Marriage strengthens families, communities, and nations, and social scientists can tell us why marriage matters. FamilyScholars.Org put together a fact sheet of thirty conclusions made by social scientists and named it “Why Marriage Matters.” The thirty conclusions can be found here, but bookstores carry the approximately fifty-page book with more explanations for the thirty conclusions.
The thirty conclusions are divided into five general areas: (1) Family, (2) Economy, (3) Physical Health and Longevity, (4) Mental Health and Emotional Well-Being, and (5) Crime and Domestic Violence. All thirty conclusions are interesting, but some are more surprising than others. Here are a few conclusions from the five general areas.
Family:
#2 Children are most likely to
enjoy family stability when they are born into a married family.
#5 Growing up outside an intact marriage increases
the likelihood that children will themselves divorce or become unwed parents.
Economy:
#9 Divorce and unmarried childbearing increases
poverty for both children and mothers, and cohabitation is less likely
to alleviate poverty than is marriage.
#15 Parental divorce reduces the
likelihood that children will graduate from college and achieve high-status
jobs.
Physical Health and Longevity:
#16 Children who live with their own two
married parents enjoy better physical health, on average, than do children in
other family forms.
#17 Parental marriage is associated with a
sharply lower risk of infant mortality.
Mental Health and Emotional Well-Being
#22 Children whose parents divorce have
higher rates of psychological distress and mental illness.
#23 Cohabitation is associated with higher
levels of psychological problems among children.
Crime and Domestic Violence
#26 Boys raised in non-intact families are
more likely to engage in delinquent and criminal behavior.
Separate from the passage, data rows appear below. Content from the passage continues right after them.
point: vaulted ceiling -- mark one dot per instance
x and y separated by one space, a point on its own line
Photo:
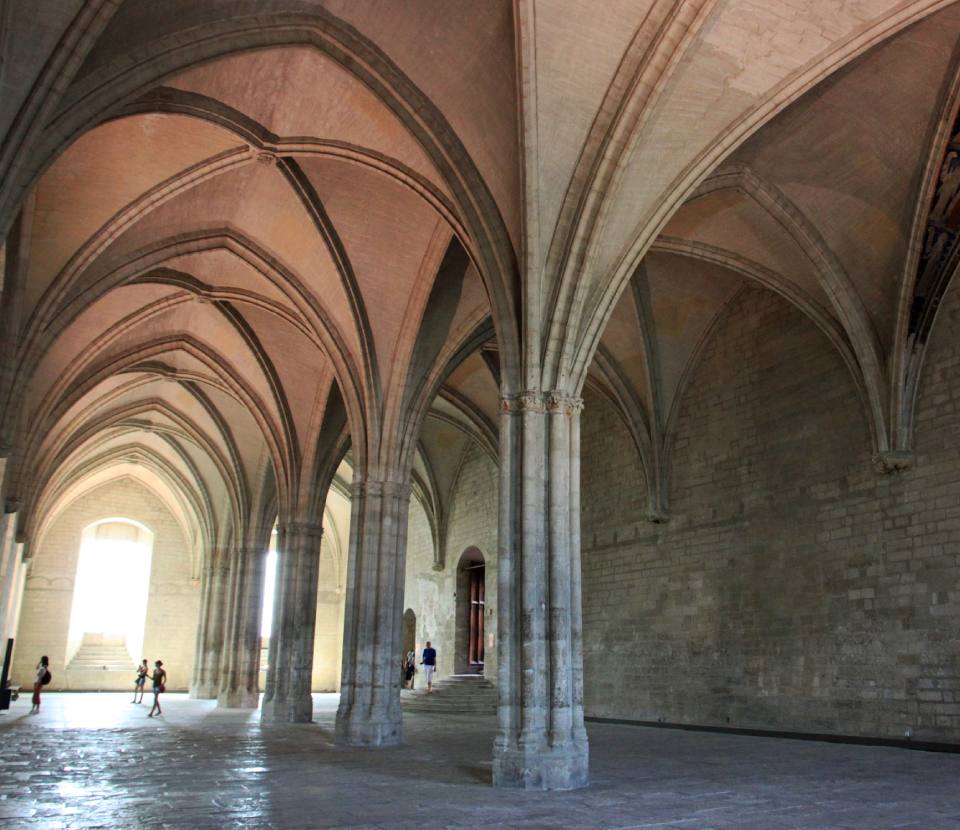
243 236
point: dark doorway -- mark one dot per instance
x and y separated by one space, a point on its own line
471 612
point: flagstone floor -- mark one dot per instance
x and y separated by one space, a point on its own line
97 761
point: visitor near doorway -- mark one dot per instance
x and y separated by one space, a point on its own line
140 680
42 678
159 685
410 669
429 662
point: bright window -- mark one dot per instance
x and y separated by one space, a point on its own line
113 582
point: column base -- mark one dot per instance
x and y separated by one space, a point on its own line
287 710
367 731
547 768
239 699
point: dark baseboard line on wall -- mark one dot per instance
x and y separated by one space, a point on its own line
862 740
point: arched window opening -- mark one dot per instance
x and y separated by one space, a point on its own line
471 610
266 605
109 610
269 589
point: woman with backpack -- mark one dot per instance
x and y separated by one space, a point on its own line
42 679
159 685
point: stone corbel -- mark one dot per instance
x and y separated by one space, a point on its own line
892 461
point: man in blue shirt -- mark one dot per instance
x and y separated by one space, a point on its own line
429 663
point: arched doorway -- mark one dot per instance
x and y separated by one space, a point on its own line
409 631
471 593
109 608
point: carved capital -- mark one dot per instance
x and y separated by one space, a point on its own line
380 489
892 461
564 404
533 401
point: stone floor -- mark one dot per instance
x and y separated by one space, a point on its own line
96 761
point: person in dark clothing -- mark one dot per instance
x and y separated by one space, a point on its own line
41 680
429 663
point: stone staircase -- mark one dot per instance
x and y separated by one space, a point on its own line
103 656
458 694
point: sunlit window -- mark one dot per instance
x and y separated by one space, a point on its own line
269 588
113 580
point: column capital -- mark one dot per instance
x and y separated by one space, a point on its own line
535 401
309 529
373 487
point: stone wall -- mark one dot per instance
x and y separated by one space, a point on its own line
794 587
431 594
173 602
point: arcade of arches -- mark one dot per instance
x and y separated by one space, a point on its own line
612 347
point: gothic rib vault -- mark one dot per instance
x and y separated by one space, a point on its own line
244 239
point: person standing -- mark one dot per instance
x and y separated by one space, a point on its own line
41 679
429 663
141 680
410 669
159 685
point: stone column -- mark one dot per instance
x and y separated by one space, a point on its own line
294 621
541 743
210 633
240 665
369 713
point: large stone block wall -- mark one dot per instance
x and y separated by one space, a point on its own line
173 601
794 587
431 594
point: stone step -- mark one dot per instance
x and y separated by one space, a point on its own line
93 657
470 694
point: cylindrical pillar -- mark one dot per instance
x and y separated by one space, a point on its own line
369 713
210 635
541 743
240 665
294 622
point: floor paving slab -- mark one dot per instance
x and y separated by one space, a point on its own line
96 761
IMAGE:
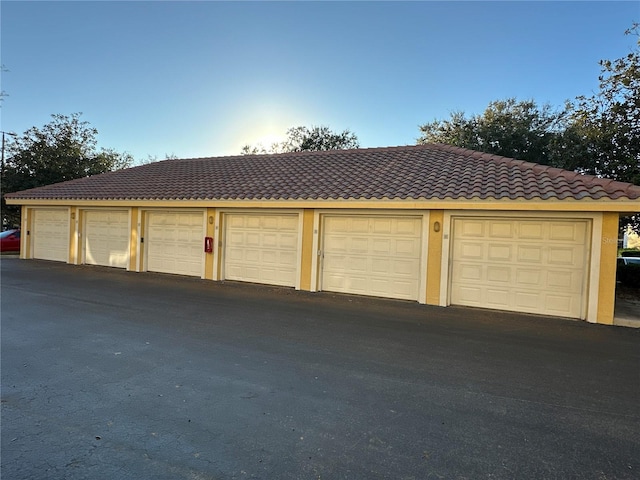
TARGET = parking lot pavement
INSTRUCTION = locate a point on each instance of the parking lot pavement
(108, 374)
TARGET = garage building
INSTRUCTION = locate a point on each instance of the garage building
(434, 224)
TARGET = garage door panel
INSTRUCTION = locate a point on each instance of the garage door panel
(262, 248)
(498, 274)
(501, 230)
(174, 242)
(371, 255)
(545, 277)
(529, 253)
(500, 253)
(50, 235)
(106, 238)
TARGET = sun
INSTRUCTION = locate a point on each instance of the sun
(270, 138)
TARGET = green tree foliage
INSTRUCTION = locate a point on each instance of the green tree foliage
(597, 135)
(303, 138)
(511, 128)
(63, 149)
(604, 129)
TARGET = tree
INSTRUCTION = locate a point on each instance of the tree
(597, 135)
(511, 128)
(604, 129)
(302, 138)
(63, 149)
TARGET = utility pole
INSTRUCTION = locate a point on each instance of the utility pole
(2, 164)
(2, 171)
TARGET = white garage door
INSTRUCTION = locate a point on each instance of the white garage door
(50, 234)
(536, 266)
(175, 243)
(262, 248)
(106, 238)
(379, 256)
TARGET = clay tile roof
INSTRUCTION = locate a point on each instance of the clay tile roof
(420, 172)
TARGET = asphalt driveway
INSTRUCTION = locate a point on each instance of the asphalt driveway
(108, 374)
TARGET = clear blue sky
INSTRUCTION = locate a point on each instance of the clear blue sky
(204, 78)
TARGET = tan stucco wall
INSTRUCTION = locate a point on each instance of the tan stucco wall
(434, 257)
(600, 310)
(307, 250)
(607, 276)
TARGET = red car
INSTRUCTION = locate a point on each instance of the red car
(10, 241)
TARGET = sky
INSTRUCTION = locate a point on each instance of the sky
(204, 78)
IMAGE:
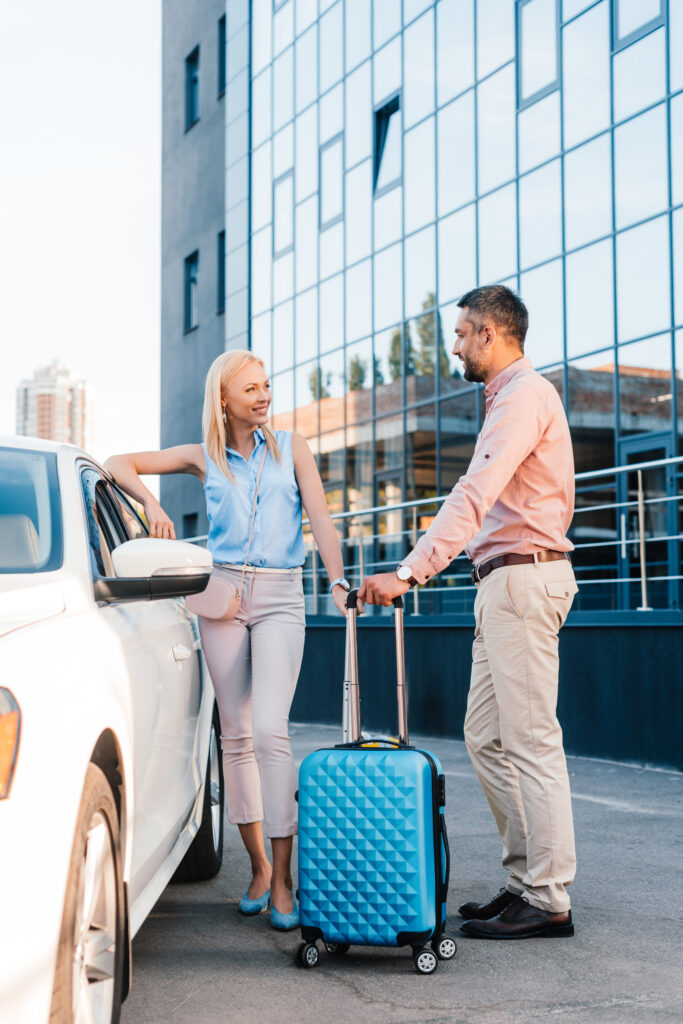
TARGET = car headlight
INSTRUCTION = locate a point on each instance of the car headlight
(10, 727)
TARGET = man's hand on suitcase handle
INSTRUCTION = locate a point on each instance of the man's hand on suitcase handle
(382, 588)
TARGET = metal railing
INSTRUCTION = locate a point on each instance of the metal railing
(612, 568)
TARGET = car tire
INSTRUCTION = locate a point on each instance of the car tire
(205, 856)
(91, 954)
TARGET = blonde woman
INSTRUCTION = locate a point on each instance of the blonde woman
(254, 658)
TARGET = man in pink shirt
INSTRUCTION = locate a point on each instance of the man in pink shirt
(511, 512)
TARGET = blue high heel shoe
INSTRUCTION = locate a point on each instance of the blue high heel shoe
(251, 906)
(285, 922)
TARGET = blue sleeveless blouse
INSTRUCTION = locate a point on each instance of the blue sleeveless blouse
(278, 539)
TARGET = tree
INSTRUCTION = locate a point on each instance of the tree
(356, 374)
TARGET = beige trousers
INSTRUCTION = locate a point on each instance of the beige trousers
(254, 664)
(511, 728)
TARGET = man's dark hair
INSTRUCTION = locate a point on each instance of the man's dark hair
(500, 304)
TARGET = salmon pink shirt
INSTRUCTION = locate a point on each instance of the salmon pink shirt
(518, 492)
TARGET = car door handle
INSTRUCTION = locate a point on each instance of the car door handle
(180, 652)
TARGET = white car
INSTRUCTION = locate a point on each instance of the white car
(111, 774)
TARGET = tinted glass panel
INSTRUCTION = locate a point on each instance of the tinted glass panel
(642, 280)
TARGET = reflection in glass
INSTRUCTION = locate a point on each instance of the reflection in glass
(261, 192)
(588, 192)
(496, 35)
(357, 212)
(640, 75)
(358, 301)
(261, 257)
(282, 409)
(455, 47)
(496, 120)
(283, 337)
(632, 14)
(455, 131)
(388, 215)
(457, 254)
(331, 68)
(542, 293)
(306, 247)
(260, 340)
(283, 203)
(540, 215)
(260, 108)
(641, 184)
(539, 131)
(645, 386)
(387, 71)
(359, 381)
(359, 125)
(419, 179)
(306, 326)
(498, 236)
(357, 32)
(332, 250)
(586, 75)
(332, 195)
(388, 287)
(306, 69)
(419, 70)
(539, 46)
(420, 270)
(332, 313)
(590, 311)
(306, 154)
(642, 280)
(283, 88)
(388, 371)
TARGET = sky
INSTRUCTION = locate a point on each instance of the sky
(80, 207)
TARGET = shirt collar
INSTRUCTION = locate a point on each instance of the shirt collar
(523, 363)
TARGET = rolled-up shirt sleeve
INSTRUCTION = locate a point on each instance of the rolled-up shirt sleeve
(511, 431)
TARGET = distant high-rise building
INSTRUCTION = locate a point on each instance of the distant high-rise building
(55, 406)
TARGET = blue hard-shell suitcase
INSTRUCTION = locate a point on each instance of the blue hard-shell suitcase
(374, 856)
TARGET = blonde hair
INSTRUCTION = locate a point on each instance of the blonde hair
(214, 431)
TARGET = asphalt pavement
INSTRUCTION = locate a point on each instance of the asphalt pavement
(198, 960)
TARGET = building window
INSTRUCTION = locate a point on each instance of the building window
(220, 284)
(387, 161)
(633, 18)
(190, 301)
(193, 88)
(332, 181)
(283, 207)
(221, 55)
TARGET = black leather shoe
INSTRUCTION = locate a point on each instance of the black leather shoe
(483, 911)
(521, 921)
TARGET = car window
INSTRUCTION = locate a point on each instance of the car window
(30, 512)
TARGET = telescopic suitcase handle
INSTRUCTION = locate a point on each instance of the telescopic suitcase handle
(351, 725)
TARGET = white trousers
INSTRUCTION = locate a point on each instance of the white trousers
(511, 728)
(254, 663)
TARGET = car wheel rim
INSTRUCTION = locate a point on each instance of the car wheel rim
(214, 788)
(94, 952)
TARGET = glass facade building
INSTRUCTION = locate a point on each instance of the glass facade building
(383, 158)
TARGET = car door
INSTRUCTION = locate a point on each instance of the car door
(158, 645)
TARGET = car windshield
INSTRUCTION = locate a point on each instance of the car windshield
(30, 512)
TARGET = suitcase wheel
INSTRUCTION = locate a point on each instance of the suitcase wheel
(306, 954)
(425, 961)
(444, 947)
(337, 948)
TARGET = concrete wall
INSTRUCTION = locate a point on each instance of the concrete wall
(620, 693)
(193, 214)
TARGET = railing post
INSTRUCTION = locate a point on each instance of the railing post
(641, 536)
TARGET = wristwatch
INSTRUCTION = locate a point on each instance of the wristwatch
(404, 573)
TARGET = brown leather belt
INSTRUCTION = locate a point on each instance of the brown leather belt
(483, 568)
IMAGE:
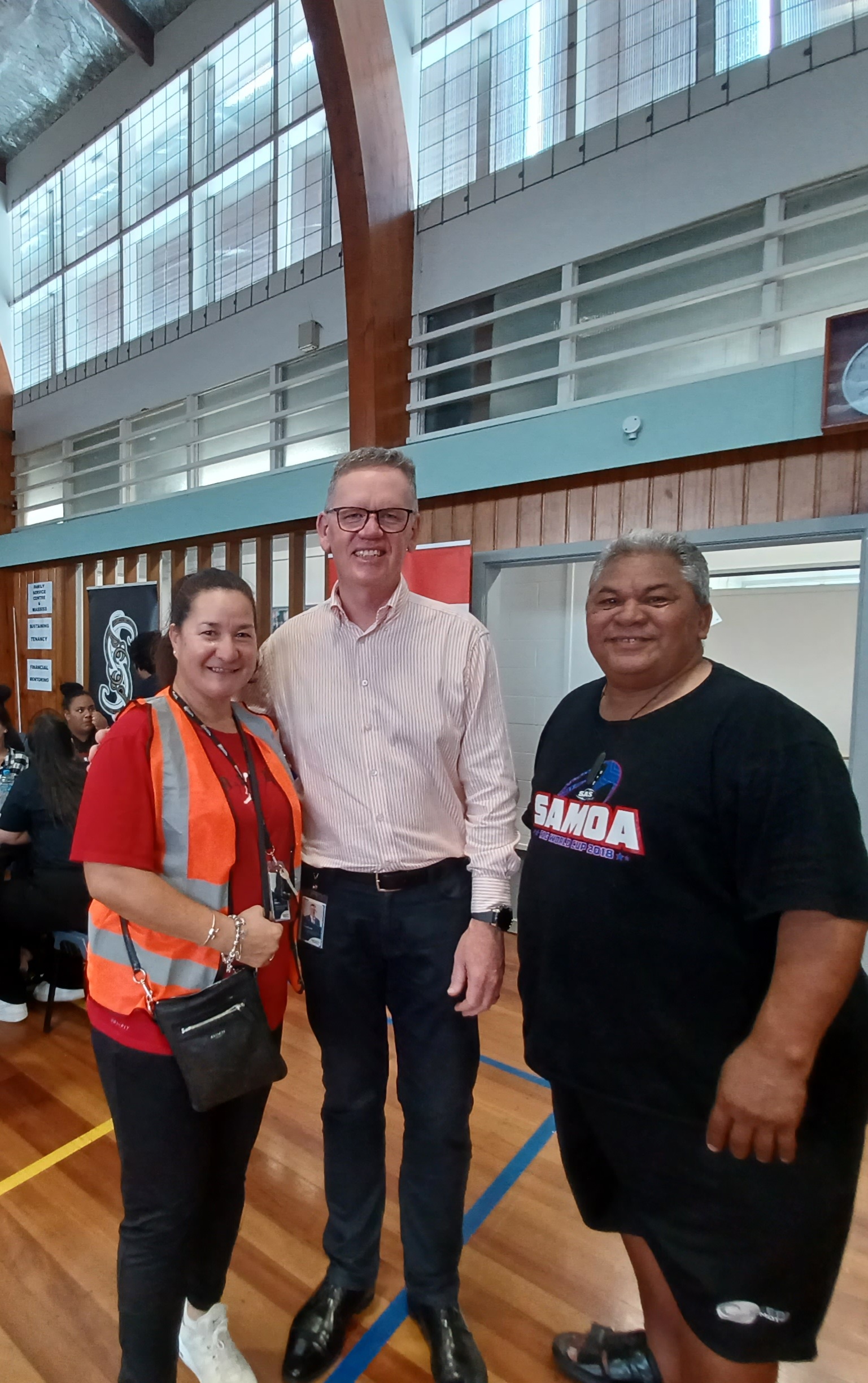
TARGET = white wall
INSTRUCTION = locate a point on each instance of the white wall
(802, 131)
(254, 339)
(175, 47)
(799, 641)
(6, 280)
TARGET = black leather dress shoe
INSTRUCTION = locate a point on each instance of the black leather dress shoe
(317, 1335)
(453, 1353)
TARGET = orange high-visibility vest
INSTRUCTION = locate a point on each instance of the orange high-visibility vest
(197, 851)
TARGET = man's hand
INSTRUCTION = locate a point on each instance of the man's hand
(479, 968)
(761, 1101)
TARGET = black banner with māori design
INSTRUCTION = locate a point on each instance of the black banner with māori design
(116, 616)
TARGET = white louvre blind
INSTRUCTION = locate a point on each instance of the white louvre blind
(282, 417)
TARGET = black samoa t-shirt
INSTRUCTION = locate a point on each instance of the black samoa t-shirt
(662, 854)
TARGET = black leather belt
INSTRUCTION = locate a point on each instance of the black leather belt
(390, 881)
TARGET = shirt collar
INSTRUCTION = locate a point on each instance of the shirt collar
(386, 612)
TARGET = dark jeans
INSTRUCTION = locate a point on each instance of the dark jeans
(183, 1184)
(394, 951)
(31, 906)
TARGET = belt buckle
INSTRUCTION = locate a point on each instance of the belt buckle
(379, 888)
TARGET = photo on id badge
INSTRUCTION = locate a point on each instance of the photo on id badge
(313, 919)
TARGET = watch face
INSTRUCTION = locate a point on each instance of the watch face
(854, 381)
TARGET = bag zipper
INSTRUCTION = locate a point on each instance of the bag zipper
(215, 1018)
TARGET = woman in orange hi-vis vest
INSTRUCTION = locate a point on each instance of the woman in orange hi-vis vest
(169, 838)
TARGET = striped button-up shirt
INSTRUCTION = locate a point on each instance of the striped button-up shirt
(399, 736)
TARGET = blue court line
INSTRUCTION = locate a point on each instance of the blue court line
(516, 1071)
(365, 1350)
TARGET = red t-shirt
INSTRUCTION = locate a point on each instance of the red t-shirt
(118, 826)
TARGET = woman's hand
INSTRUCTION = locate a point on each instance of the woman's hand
(261, 938)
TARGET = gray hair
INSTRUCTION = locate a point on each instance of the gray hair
(694, 567)
(369, 458)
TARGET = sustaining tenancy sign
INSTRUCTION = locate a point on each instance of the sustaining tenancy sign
(39, 597)
(39, 634)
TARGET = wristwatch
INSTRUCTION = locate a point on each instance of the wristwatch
(501, 917)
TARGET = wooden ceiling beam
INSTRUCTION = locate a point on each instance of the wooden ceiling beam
(375, 193)
(134, 32)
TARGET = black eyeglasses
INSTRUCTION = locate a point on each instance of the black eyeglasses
(390, 520)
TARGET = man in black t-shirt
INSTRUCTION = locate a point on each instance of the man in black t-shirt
(693, 913)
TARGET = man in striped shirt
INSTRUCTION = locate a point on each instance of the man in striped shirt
(390, 710)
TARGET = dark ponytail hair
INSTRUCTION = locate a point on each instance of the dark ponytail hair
(13, 738)
(59, 768)
(69, 690)
(183, 595)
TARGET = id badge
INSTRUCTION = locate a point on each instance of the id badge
(281, 890)
(313, 919)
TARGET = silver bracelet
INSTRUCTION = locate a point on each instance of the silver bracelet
(241, 925)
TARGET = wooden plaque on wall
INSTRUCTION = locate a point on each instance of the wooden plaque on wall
(845, 375)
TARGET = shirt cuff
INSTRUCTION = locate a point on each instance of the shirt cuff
(490, 891)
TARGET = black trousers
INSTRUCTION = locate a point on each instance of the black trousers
(183, 1184)
(31, 906)
(394, 952)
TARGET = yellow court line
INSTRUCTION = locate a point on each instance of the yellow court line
(53, 1158)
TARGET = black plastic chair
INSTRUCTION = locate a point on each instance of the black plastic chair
(72, 943)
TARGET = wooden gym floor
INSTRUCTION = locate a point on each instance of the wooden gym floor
(530, 1267)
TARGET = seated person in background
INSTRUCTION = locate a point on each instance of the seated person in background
(41, 810)
(13, 758)
(143, 650)
(79, 712)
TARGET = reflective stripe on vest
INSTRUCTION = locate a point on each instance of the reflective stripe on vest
(176, 812)
(197, 840)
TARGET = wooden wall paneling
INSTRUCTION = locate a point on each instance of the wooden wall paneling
(762, 489)
(7, 468)
(263, 588)
(296, 560)
(529, 519)
(697, 498)
(607, 510)
(506, 520)
(178, 563)
(89, 579)
(581, 512)
(799, 480)
(636, 502)
(665, 501)
(462, 520)
(836, 480)
(234, 555)
(375, 192)
(553, 526)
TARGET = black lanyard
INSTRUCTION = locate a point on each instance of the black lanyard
(243, 778)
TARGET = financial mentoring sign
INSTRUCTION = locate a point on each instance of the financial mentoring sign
(116, 616)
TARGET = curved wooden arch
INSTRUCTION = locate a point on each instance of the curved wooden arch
(375, 193)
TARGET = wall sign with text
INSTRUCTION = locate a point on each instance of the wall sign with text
(39, 597)
(845, 379)
(39, 634)
(39, 677)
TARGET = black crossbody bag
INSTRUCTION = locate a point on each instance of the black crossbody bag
(220, 1036)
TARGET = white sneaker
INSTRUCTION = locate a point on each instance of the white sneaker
(61, 996)
(209, 1351)
(13, 1013)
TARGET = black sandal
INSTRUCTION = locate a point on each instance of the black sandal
(606, 1356)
#27 Marriage appears to reduce the risk
that adults will be either perpetrators or victims of crime.
I discovered conclusion
#30 “There is a growing marriage gap between college-educated Americans and
less educated Americans” in other research material. There is a term used by
social scientists to connect the dots between time of marriage and time of the birth
of the first child. This term is the “Great Crossover.” It defines the time
period when more women are bearing their first child before getting married
rather than after marrying. The cross-over point appears to be connected to
social class and education.
Normally, a couple
gets married and then starts a family. However, men and women of all social
classes are delaying marriage until later years – with average ages being 27
for women and 29 for men. The problem is that women are not delaying childbirth
until after marriage. Women having babies without being married is no longer
uncommon or met with disapproval. In fact, 48 percent of all babies are born to
unwed mothers. The thirty conclusions show that this situation can bring future
problems.
The cross-over
point was reached among lower class and less educated women long ago. It was
reached by Middle American women – women who have graduated from high school
and who have some college – about the year 2000. College-educated women, like
their counterparts, are waiting until later to marry, but they are also waiting
to bear their first child until about two years after marrying.
Age
at time of marriage is important because older brides and grooms bring more
stability to marriage. The divorce rate is decreasing because couples are
getting married at older ages. However, the marriage rate is also decreasing because
increasing numbers of couples choose cohabitation over marriage. The thirty solutions
show that marriage makes life better in most areas, but it is especially
critical for children who deserve a stable environment to grow and develop.
Marriage matters because it strengthens families, communities, and nations.